In trying to google up a free/cheap events guide for Glasgow, I came across the Glasgow User Manual, which has a post about the January Reshuffle, which looks like an anarchist-sponsored family-friendly line-up of mostly free events. Another site turned up the Celtic Connections music festival, which looks like it has some free events.

I've found, in looking for free things in San Francisco, that it takes some digging around for sites -- free events generally don't have as much money to advertise. This Google search might help you get started digging.
posted by occhiblu at 4:45 PM on January 11, 2008


I would like to be able to treat my partner to nice things ... I wondered what people here thought would be cheap things to do without seeming cheap, if that makes sense.

Nthing cooking. Not just cooking, mind, but really spending some time and effort trying complicated recipes, new techniques, etc. This needn't be expensive, particularly if you focus mostly on vegetarian recipes. Not that you have to, but veg are always gonna be cheaper than cuts of animal, so your options are much broader. You can kill a lot of time on a single recipe, if there's a goodly amount of prep work, and at the end of your labors there's a (hopefully) tasty reward!

Speaking of food and cooking, if you can score an allotment and try your thumbs at gardening, there's an awesome inexpensive hobby that yields all kinds of rewards. I find it quite salutary for one's mental health, too.
posted by mumkin at 4:59 PM on January 11, 2008


Wow I am so pleased with the fast responses to my question. Those articles over at The Simple Dollar could have been written just for me, and there are lots of suggestions from the MeFites here that will give me plenty to think about. Thanks to everyone who has replied.
posted by AuroraSky at 5:13 PM on January 11, 2008


Mancala. My husband and I were addicted to it, back before we had TV. It's free -- you just need some pebbles and some dirt, really.
posted by The corpse in the library at 6:14 PM on January 11, 2008


I need a date idea that is cheap and fun.

What are your favourite things to do on a date? I'd like some creative suggestions for fun, date-appropriate activities, especially ideas that are low-budget or free

What are your suggestions for fun and interesting hands-on, craft-type entertainment for a young married couple?
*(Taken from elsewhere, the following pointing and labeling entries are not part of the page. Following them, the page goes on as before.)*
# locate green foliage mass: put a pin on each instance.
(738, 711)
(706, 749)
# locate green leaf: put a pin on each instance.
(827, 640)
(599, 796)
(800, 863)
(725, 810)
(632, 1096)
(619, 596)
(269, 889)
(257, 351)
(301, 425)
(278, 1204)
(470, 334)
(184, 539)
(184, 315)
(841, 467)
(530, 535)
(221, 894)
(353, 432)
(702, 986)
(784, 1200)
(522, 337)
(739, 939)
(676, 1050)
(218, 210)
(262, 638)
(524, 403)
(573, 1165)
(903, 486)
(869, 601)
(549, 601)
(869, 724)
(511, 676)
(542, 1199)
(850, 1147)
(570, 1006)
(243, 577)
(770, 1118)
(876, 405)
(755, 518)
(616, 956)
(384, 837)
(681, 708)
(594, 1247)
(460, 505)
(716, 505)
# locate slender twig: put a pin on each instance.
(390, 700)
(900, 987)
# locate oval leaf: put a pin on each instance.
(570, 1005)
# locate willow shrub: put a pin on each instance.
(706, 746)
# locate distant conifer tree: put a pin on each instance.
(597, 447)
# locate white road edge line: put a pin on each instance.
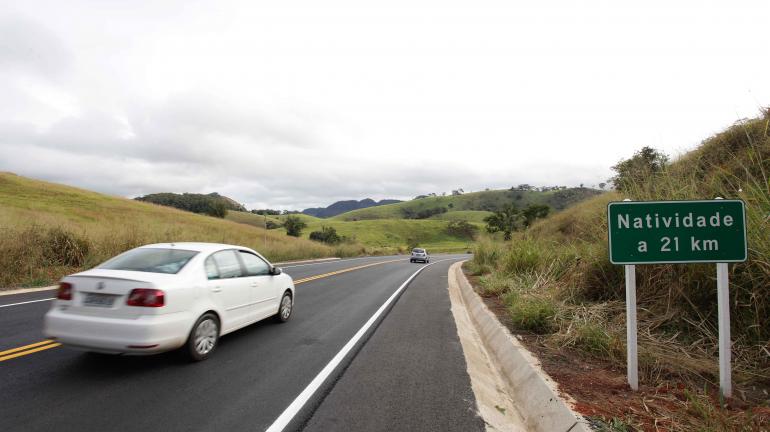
(288, 414)
(31, 301)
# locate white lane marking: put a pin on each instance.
(31, 301)
(288, 414)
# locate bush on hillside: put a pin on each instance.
(294, 226)
(327, 235)
(422, 214)
(645, 164)
(462, 229)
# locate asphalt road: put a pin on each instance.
(406, 373)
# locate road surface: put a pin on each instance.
(404, 372)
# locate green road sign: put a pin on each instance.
(656, 232)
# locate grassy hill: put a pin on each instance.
(393, 235)
(49, 230)
(475, 201)
(556, 279)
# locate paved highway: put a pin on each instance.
(363, 352)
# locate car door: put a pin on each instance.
(262, 285)
(229, 290)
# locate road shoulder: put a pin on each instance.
(495, 405)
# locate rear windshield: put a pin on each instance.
(151, 260)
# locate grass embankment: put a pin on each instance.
(556, 281)
(49, 230)
(483, 201)
(384, 235)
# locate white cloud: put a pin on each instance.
(298, 105)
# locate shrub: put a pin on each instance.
(463, 229)
(327, 235)
(531, 313)
(63, 248)
(294, 226)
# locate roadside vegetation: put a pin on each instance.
(557, 285)
(50, 230)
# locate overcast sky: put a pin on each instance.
(292, 104)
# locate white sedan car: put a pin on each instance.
(161, 297)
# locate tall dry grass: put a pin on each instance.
(563, 262)
(49, 230)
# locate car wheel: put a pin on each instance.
(204, 337)
(285, 309)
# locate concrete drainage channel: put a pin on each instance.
(534, 394)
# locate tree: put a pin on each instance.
(506, 221)
(642, 166)
(294, 226)
(463, 229)
(534, 212)
(327, 235)
(216, 209)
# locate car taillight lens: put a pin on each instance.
(146, 297)
(65, 291)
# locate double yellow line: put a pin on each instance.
(48, 344)
(28, 349)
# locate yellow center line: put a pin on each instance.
(27, 349)
(48, 344)
(4, 353)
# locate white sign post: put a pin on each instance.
(723, 309)
(631, 352)
(678, 232)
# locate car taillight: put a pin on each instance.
(65, 291)
(146, 297)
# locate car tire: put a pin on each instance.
(203, 338)
(285, 308)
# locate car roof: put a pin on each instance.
(194, 246)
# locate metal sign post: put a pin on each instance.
(668, 232)
(723, 308)
(631, 352)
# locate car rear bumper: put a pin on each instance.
(147, 334)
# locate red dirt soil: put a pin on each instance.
(599, 391)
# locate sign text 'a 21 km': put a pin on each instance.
(653, 232)
(667, 232)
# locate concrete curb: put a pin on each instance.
(534, 392)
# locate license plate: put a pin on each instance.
(98, 300)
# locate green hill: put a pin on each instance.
(394, 235)
(476, 201)
(49, 230)
(578, 298)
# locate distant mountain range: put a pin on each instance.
(345, 206)
(212, 204)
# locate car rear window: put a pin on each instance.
(153, 260)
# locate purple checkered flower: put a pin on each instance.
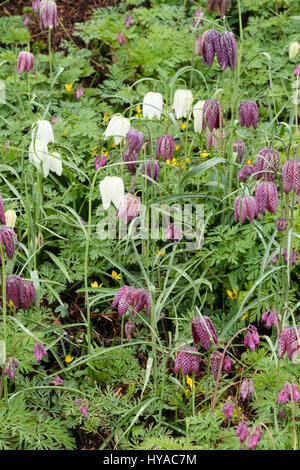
(187, 359)
(240, 148)
(270, 318)
(291, 176)
(11, 367)
(281, 224)
(228, 409)
(25, 62)
(48, 14)
(254, 439)
(247, 388)
(248, 113)
(7, 237)
(252, 338)
(266, 197)
(227, 50)
(244, 207)
(242, 430)
(165, 147)
(212, 115)
(288, 343)
(267, 164)
(203, 330)
(151, 169)
(288, 392)
(39, 351)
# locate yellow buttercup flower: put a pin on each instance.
(68, 358)
(232, 294)
(116, 275)
(96, 285)
(69, 87)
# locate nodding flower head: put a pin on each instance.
(203, 330)
(48, 14)
(7, 238)
(252, 338)
(248, 113)
(11, 367)
(291, 176)
(288, 392)
(25, 62)
(165, 147)
(240, 148)
(244, 207)
(212, 115)
(267, 164)
(187, 360)
(151, 169)
(266, 197)
(270, 318)
(227, 50)
(288, 343)
(130, 207)
(247, 388)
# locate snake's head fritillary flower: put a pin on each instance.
(247, 388)
(240, 148)
(48, 14)
(281, 224)
(11, 367)
(254, 439)
(212, 115)
(228, 409)
(165, 147)
(227, 51)
(252, 338)
(39, 351)
(187, 360)
(130, 207)
(242, 431)
(112, 191)
(182, 103)
(248, 113)
(203, 330)
(25, 62)
(266, 197)
(291, 176)
(244, 207)
(117, 128)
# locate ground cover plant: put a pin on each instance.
(149, 237)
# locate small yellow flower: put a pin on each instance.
(158, 253)
(116, 275)
(68, 358)
(96, 285)
(232, 294)
(69, 87)
(246, 314)
(204, 154)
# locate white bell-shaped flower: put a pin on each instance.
(117, 128)
(42, 130)
(182, 102)
(52, 161)
(152, 105)
(11, 218)
(198, 116)
(112, 191)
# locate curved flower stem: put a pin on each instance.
(220, 368)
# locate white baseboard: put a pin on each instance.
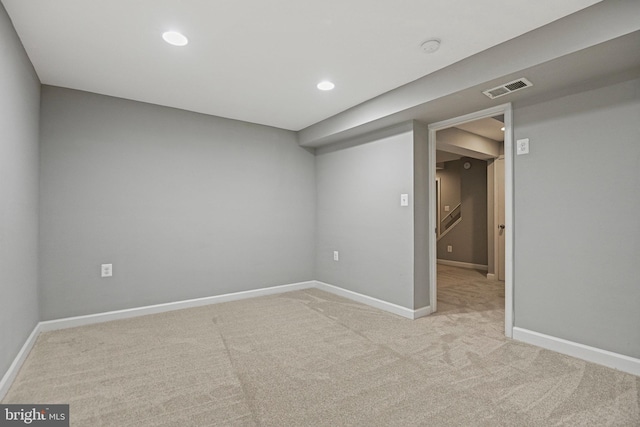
(461, 264)
(590, 354)
(70, 322)
(374, 302)
(13, 370)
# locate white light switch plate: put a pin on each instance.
(522, 146)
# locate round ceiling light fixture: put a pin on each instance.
(325, 85)
(430, 45)
(175, 38)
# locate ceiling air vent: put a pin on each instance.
(507, 88)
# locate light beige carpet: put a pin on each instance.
(309, 358)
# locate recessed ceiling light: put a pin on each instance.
(430, 45)
(325, 85)
(175, 38)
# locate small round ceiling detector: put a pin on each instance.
(430, 45)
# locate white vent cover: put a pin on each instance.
(507, 88)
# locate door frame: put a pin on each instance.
(507, 110)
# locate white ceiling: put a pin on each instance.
(488, 127)
(257, 60)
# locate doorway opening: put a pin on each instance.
(470, 207)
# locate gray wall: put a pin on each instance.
(184, 205)
(359, 214)
(19, 110)
(577, 213)
(468, 186)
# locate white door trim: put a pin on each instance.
(505, 109)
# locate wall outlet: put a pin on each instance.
(106, 270)
(522, 146)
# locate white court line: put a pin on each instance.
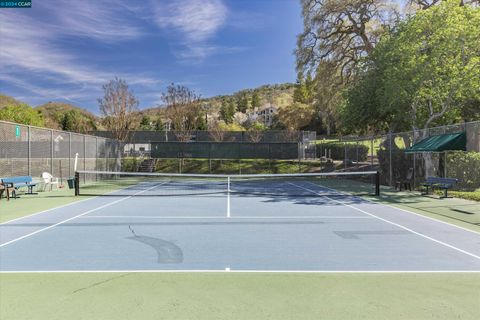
(77, 216)
(396, 224)
(426, 217)
(45, 211)
(229, 218)
(247, 271)
(397, 208)
(60, 207)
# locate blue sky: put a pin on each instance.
(66, 50)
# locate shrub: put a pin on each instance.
(337, 150)
(465, 166)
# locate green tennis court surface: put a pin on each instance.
(300, 252)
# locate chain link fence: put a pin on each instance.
(386, 153)
(28, 150)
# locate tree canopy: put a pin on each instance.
(22, 113)
(424, 73)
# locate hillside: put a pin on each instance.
(8, 101)
(57, 114)
(280, 95)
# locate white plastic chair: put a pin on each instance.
(50, 180)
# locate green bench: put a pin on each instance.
(444, 184)
(20, 182)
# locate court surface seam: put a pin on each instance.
(72, 218)
(395, 224)
(246, 271)
(226, 218)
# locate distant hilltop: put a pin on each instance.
(65, 116)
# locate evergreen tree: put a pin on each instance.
(145, 123)
(255, 100)
(242, 103)
(227, 110)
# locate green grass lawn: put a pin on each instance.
(239, 296)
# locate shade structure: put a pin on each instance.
(440, 143)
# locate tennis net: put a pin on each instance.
(105, 183)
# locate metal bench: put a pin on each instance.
(20, 182)
(439, 183)
(6, 188)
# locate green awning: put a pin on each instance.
(440, 143)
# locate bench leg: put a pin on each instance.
(445, 194)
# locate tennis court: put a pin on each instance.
(297, 223)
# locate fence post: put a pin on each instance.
(371, 148)
(51, 152)
(77, 184)
(69, 155)
(390, 169)
(29, 147)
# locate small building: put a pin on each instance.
(264, 114)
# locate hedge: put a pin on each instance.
(337, 150)
(465, 166)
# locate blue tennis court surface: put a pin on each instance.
(237, 232)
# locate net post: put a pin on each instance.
(77, 183)
(377, 183)
(228, 197)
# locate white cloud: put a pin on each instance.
(108, 21)
(31, 52)
(195, 22)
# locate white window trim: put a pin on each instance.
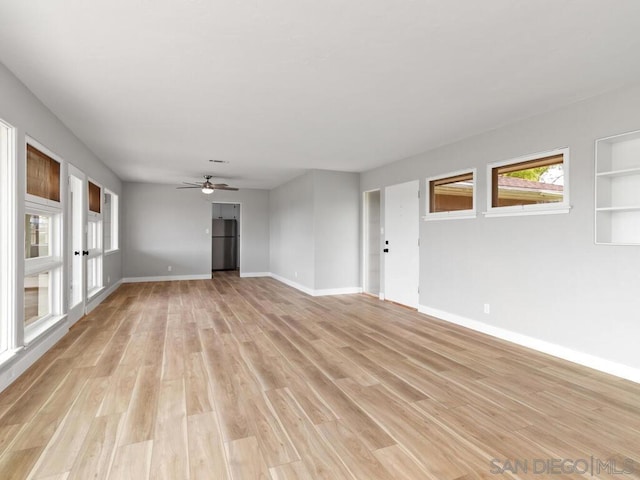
(452, 214)
(52, 263)
(8, 257)
(534, 209)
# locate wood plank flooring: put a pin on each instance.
(249, 379)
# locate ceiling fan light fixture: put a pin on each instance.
(207, 187)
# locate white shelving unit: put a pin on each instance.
(618, 189)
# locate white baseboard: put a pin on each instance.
(167, 278)
(316, 293)
(337, 291)
(581, 358)
(254, 274)
(27, 356)
(293, 284)
(98, 299)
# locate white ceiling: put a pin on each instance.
(156, 88)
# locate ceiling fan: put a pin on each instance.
(207, 186)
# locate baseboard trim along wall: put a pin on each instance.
(167, 278)
(98, 299)
(28, 355)
(581, 358)
(316, 293)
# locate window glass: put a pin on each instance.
(37, 297)
(94, 234)
(535, 181)
(43, 175)
(37, 236)
(451, 193)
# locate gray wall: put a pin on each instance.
(291, 231)
(336, 221)
(542, 275)
(314, 230)
(20, 108)
(166, 227)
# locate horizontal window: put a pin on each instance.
(43, 175)
(451, 196)
(534, 183)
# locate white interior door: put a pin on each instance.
(77, 244)
(401, 265)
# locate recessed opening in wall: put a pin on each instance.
(225, 236)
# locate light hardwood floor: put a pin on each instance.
(250, 379)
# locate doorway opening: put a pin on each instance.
(401, 248)
(225, 237)
(371, 247)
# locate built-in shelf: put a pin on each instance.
(617, 200)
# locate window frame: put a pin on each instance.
(452, 214)
(114, 221)
(8, 243)
(53, 263)
(530, 209)
(35, 198)
(95, 254)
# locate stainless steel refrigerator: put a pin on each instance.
(224, 244)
My wife and I are bored, but we can't think of any good games for couples.
posted by salvia at 2:06 AM on January 12, 2008


I like to check out local history books from the library and then visit the places mentioned.
posted by Melsky at 8:31 AM on January 12, 2008


Meetups.
posted by mynameismandab at 9:19 PM on January 12, 2008


Nthing cooking.

My SO and I hung six poster board panels in the kitchen. We went out and purchased a box of crayons (a kit of 120.. I think we may have overdone it). We like to draw pictures on it together and talk. The total cost was something around ten dollars.

We also attempted (though unsuccessfully at this point) a photography project. There is a web community that asks its members to submit a day in their lives by taking photos and posting them to the site. We took a lot of walks and went grocery shopping.

He is designing a photo journal blog for us to use.

One night he surprised me by drawing me a bath (with bubbles), a book, and white wine.

I plan on surprising him with a fort made out of bedsheets and blankets, sticking a lamp in it, and packing a picnic.

The humane society/animal shelter idea sounds awesome. I think I might propose the idea to him today.
posted by fiasco at 10:16 AM on January 14, 2008


My boyfriend and I have a LOT of games, including Risk, Scrabble, and Munchkin. I like to make a night out of it, bake cookies or something, and invite other people over too.

Something we get a huge kick out of (we don't drink at pubs either) is karaoke. Hours of entertainment for the price of a Sprite. More fun with a huge group, of course.

He used to play the violin as a kid, and still has an old one, so sometimes I make him pull it out and just dick around for a while. (We invested some money a while back in pedals, but that's not really necessary unless you really worship the Floyd.)

(On that note, while I would never advise breaking the law, LSD is cheap.)

Does anyone still go out and make up stories about freaks you see on public transport? That's fun sometimes.